From: Velleman, Eric <evelleman@bartimeus.nl>
Date: Fri, 27 Jan 2012 00:01:53 +0000
To: Detlev Fischer <fischer@dias.de>, EVAL TF <public-wai-evaltf@w3.org>
Message-ID: <3D063CE533923349B1B52F26312B0A46768462@s107ma.bart.local>
Hi Detlev, all,

Yes, it was an interesting discussion this afternoon about the scope of an evaluation :-). 

This afternoon we discussed the possibility to use the WCAG2.0 Evaluation Methodology not only for full website evaluation, but also for parts of websites. In the current version the evaluation focuses on the full website with a possibility to exclude parts from the scope.  If we want to include evaluating parts of a website (like only the WAI part of W3C or only the BAD website) this should be added in the scope section. 

Today a different approach was proposed: We look at it the other way around: the Conformance claim determines the scope. 

This approach is very flexible and makes it possible to claim conformance for portions of websites, possibly even for technologies or collections of pages or single pages. This makes the Methodology much more flexible for website owners who are not always interested in evaluation of the full website. This is a change to the requirements document but it will provide support for requests by website owners and evaluators wishing to just look at a specific part of a website.

I would propose that we do a short discussion this week on this approach. Do we leave the scope completely free for the site owner to decide?

Kindest regards,


Van: Detlev Fischer [fischer@dias.de]
Verzonden: donderdag 26 januari 2012 17:16
Onderwerp: Concerns about not covering full website

Hi everyone,

I think a lot of the heat in the disacussion we just had may be down to
a misunderstanding.

Eric, no one says that the evaluation of an entire webiste is not a good
idea or should not be done. If a site owner wants it done, that's fine.

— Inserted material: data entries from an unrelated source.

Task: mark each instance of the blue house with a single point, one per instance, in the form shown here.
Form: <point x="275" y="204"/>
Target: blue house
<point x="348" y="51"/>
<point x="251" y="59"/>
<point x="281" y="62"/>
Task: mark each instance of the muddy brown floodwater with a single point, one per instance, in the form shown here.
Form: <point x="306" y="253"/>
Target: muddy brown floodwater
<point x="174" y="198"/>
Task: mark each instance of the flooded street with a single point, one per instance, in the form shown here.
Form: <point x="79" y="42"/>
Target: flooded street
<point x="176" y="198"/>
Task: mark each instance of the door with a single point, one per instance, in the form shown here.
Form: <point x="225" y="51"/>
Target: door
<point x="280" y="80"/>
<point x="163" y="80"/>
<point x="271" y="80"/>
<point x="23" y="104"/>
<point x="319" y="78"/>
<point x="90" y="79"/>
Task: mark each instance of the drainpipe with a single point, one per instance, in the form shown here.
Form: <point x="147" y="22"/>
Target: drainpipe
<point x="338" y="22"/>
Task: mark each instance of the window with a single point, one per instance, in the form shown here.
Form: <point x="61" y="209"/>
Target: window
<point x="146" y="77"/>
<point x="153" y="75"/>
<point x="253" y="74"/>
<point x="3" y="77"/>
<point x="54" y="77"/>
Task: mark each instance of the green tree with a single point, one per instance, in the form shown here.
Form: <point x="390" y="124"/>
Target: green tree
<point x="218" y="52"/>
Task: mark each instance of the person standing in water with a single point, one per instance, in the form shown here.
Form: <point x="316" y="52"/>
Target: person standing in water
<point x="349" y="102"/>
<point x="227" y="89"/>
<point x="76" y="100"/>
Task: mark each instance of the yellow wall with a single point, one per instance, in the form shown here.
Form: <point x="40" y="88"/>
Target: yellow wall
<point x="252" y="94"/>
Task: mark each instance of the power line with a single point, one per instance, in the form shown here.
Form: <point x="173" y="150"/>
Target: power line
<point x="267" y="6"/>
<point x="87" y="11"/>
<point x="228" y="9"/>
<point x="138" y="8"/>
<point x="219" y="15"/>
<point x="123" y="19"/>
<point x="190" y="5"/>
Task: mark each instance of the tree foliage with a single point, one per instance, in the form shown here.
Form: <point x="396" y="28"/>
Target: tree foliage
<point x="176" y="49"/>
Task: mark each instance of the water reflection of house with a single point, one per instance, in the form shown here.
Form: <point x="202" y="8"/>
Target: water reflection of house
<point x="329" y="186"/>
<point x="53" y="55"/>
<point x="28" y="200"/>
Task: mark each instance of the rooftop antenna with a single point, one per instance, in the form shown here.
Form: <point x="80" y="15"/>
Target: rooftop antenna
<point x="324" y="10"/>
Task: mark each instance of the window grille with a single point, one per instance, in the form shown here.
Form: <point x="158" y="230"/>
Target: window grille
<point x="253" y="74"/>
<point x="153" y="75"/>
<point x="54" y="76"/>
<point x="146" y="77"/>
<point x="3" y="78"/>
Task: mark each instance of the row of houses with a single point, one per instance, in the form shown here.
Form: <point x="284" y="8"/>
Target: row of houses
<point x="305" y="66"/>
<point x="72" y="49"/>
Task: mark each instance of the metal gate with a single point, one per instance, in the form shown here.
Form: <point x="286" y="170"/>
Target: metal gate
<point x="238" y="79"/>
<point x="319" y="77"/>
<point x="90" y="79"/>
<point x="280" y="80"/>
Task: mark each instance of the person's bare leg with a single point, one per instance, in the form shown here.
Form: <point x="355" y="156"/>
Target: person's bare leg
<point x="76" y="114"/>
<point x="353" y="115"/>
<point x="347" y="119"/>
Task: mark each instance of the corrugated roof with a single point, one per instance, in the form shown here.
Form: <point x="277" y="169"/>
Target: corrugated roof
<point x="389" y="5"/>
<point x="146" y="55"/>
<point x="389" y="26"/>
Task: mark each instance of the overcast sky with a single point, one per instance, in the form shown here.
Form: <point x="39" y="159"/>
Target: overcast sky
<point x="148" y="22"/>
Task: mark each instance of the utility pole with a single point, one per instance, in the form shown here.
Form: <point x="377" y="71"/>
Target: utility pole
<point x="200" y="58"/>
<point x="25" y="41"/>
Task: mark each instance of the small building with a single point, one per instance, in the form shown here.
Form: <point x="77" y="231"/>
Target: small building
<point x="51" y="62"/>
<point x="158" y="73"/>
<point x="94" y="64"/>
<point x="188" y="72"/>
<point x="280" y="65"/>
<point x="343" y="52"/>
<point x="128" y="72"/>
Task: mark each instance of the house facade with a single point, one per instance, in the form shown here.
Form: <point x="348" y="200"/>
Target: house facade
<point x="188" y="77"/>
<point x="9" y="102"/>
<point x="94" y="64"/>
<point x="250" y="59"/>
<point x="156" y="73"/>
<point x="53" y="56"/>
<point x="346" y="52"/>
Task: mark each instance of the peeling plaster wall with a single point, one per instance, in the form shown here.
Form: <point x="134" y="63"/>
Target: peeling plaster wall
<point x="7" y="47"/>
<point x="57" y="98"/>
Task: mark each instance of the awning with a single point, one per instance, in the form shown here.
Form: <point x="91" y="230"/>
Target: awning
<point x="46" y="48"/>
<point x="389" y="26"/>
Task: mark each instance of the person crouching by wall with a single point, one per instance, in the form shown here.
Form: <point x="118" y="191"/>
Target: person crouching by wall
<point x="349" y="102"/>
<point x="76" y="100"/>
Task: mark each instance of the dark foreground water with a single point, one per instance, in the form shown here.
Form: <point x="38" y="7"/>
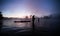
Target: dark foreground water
<point x="45" y="27"/>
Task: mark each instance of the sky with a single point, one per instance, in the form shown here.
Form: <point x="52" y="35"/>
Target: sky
<point x="21" y="8"/>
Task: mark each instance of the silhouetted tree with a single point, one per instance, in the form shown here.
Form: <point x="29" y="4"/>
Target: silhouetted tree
<point x="1" y="17"/>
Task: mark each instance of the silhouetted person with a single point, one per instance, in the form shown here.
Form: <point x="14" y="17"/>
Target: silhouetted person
<point x="1" y="17"/>
<point x="33" y="19"/>
<point x="38" y="19"/>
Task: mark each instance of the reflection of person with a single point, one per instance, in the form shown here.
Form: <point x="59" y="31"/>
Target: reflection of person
<point x="38" y="19"/>
<point x="1" y="17"/>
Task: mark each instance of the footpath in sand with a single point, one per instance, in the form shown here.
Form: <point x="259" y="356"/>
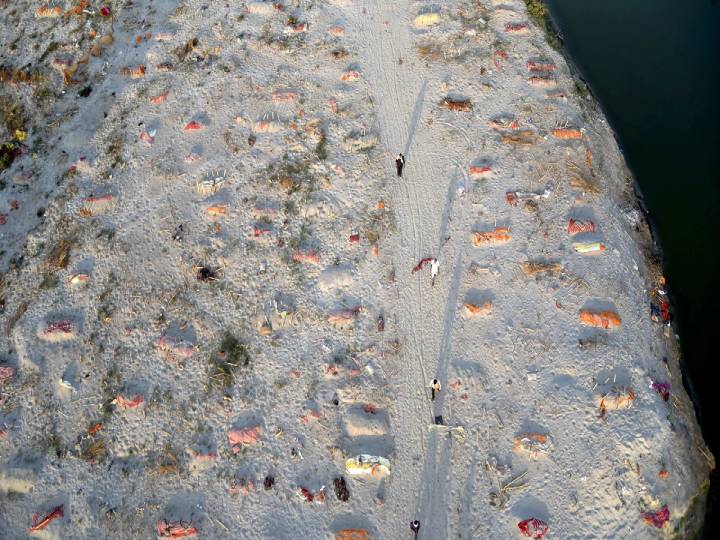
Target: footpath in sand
<point x="209" y="304"/>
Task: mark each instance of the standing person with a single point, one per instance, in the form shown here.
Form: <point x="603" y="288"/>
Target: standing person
<point x="434" y="269"/>
<point x="400" y="163"/>
<point x="435" y="388"/>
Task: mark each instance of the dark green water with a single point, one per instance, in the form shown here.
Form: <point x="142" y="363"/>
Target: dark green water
<point x="654" y="65"/>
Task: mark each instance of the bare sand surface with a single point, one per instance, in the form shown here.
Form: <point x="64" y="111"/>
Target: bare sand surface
<point x="209" y="304"/>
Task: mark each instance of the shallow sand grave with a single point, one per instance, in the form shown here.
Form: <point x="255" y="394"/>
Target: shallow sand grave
<point x="248" y="323"/>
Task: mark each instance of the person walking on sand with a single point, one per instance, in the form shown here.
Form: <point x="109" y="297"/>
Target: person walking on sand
<point x="399" y="164"/>
<point x="435" y="388"/>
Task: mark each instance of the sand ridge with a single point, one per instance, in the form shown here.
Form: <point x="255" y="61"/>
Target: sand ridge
<point x="216" y="313"/>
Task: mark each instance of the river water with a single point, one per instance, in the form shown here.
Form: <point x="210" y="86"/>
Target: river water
<point x="654" y="65"/>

If however, a site owner wants to look at a particular section (that can
be many pages), it should be possible to evaluate just that. It's also a
cost issue. Any conformance claim must make that limited scope perfectly
clear, preferably by binding the evaluation to a set of URLs.

Increasingly, sites have many different sections, like user generated
content. No sane person would claim even A-Level conformance for a wiki
or bulletin board that allows unstructured text input. It would fail SC
1.3.1 in minutes or hours. That's why it is more straightforward to be
able to include things even if they are important processes on a site.

Working out a sampling approach still makes sense even if you look at
parts of a site - and also if you evaluate the whole site.